Reattività delle proteine all'ossigeno singoletto come sonda in indagini strutturali tramite spettrometria di massa

Protein footprinting is a powerful approach for the structural characterization of proteins, enabling the detection of conformational changes and interactions. This work aims to develop and validate a novel footprinting, based on singlet oxygen (¹O₂) generated in situ through laser irradiation in the presence of phthalocyanine as a photosensitizer. Singlet oxygen is a highly reactive species with selectivity towards residues such as Histidine, Tryptophan, Tyrosine, Methionine and Cysteine, and it is exploited as a chemical probe to introduce localized covalent modifications on solvent-exposed side chains.

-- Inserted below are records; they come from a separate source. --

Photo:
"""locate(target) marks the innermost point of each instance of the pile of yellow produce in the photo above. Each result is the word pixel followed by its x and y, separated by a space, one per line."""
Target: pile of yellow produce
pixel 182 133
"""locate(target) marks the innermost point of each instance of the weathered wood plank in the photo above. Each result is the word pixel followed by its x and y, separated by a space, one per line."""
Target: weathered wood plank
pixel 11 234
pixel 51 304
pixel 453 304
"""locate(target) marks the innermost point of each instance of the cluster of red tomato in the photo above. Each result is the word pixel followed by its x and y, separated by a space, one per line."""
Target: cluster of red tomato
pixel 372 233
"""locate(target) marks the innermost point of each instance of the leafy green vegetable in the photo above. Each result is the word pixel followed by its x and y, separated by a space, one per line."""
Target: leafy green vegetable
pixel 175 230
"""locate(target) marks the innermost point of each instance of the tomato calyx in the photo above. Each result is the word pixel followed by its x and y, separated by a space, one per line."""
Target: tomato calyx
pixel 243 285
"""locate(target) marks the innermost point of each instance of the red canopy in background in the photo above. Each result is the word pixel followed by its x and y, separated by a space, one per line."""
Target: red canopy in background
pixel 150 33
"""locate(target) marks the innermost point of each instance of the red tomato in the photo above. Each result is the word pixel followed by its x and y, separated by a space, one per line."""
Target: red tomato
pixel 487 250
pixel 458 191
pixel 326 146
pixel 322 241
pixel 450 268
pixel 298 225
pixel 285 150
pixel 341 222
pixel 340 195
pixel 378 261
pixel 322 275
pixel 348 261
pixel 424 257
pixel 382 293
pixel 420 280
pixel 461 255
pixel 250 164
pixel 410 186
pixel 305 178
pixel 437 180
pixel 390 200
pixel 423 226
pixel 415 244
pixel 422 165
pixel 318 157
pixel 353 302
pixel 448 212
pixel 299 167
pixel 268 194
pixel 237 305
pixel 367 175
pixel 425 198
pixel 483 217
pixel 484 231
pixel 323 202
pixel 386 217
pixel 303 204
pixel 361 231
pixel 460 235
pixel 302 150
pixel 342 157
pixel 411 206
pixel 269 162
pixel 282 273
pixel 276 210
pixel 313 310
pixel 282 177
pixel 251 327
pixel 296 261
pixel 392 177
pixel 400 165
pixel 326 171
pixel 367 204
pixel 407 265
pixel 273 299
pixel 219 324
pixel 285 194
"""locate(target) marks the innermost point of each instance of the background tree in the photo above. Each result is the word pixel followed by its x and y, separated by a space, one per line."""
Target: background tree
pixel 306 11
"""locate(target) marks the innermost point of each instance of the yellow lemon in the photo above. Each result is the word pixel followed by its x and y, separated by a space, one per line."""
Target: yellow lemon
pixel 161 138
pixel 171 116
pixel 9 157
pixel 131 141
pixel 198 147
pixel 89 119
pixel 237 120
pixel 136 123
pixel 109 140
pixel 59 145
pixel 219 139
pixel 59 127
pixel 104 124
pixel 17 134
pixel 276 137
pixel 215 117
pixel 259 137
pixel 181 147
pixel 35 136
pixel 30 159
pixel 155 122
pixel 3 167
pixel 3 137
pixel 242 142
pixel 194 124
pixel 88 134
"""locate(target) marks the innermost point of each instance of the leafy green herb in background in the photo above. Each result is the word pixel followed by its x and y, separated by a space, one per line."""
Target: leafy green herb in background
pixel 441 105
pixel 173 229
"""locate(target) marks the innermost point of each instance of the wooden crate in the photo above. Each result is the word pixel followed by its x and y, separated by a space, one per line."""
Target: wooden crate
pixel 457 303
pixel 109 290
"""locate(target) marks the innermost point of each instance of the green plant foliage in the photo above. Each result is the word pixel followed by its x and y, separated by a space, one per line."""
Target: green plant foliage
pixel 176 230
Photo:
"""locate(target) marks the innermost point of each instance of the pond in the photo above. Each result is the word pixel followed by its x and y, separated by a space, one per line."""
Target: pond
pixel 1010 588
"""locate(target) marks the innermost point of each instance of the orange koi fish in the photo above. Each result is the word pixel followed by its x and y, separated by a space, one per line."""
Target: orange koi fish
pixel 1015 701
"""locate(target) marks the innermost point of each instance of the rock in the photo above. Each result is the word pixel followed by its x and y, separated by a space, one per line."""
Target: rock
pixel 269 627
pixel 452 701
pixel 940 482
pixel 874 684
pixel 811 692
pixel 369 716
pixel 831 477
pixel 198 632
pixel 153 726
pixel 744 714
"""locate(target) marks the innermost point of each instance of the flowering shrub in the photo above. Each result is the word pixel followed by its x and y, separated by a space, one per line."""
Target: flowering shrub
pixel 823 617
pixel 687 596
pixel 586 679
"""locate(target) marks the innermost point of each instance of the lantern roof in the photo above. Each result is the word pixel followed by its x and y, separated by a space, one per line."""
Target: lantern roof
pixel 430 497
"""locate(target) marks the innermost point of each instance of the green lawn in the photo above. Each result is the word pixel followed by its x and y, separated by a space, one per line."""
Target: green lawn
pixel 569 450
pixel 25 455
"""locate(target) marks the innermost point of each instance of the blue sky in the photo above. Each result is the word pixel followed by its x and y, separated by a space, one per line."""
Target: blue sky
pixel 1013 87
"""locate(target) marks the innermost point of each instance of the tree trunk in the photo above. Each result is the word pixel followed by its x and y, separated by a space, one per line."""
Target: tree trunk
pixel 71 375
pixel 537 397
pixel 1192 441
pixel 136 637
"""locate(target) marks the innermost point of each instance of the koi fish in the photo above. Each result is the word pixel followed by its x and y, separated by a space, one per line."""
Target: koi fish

The oxidative modifications are subsequently identified and localized by high-resolution mass spectrometry. The method was applied to four protein systems of increasing complexity, specifically Angiotensin II, Ubiquitin, FOXO4-DBD, and Myoglobin, widely used as models for testing novel methods in structural biology. Parameters influencing the efficiency of the oxidative process are also discussed, including pH and the presence of ammonium ions, with the aim of optimizing the experimental protocol. This work aims to establish singlet oxygen (¹O₂) as a valid alternative to existing protein footprinting methods, integrating into the same quench-flow system.

Il footprinting proteico rappresenta un approccio potente per la caratterizzazione strutturale delle proteine, consentendo di rilevare cambiamenti conformazionali e interazioni. Questo lavoro ha l’obiettivo di sviluppare e validare un nuovo metodo di footprinting basato sull'ossigeno singoletto (¹O₂) generato in situ tramite irradiazione laser in presenza di ftalocianina come fotosensibilizzatore. L'ossigeno singoletto è una specie altamente reattiva con selettività verso residui quali Istidina, Triptofano, Tirosina, Metionina e Cisteina, e viene sfruttato come sonda chimica per introdurre modifiche covalenti localizzate sulle catene laterali esposte al solvente. Le modifiche ossidative sono successivamente identificate e localizzate mediante spettrometria di massa ad alta risoluzione. Il metodo è stato applicato a quattro sistemi proteici di complessità crescente, nello specifico Angiotensina II, Ubiquitina, FOXO4-DBD e Mioglobina, ampiamente utilizzati come modelli per testare nuovi metodi in biologia strutturale. Vengono inoltre analizzati e discussi i parametri che influenzano l'efficienza del processo ossidativo, tra cui pH e la presenza di ioni ammonio, con l'obiettivo di ottimizzare il protocollo sperimentale. Questo lavoro si propone di affiancare l'ossigeno singoletto (¹O₂) come valida alternativa ai metodi di footprinting proteico già esistenti, integrandosi nello stesso sistema microfluidico.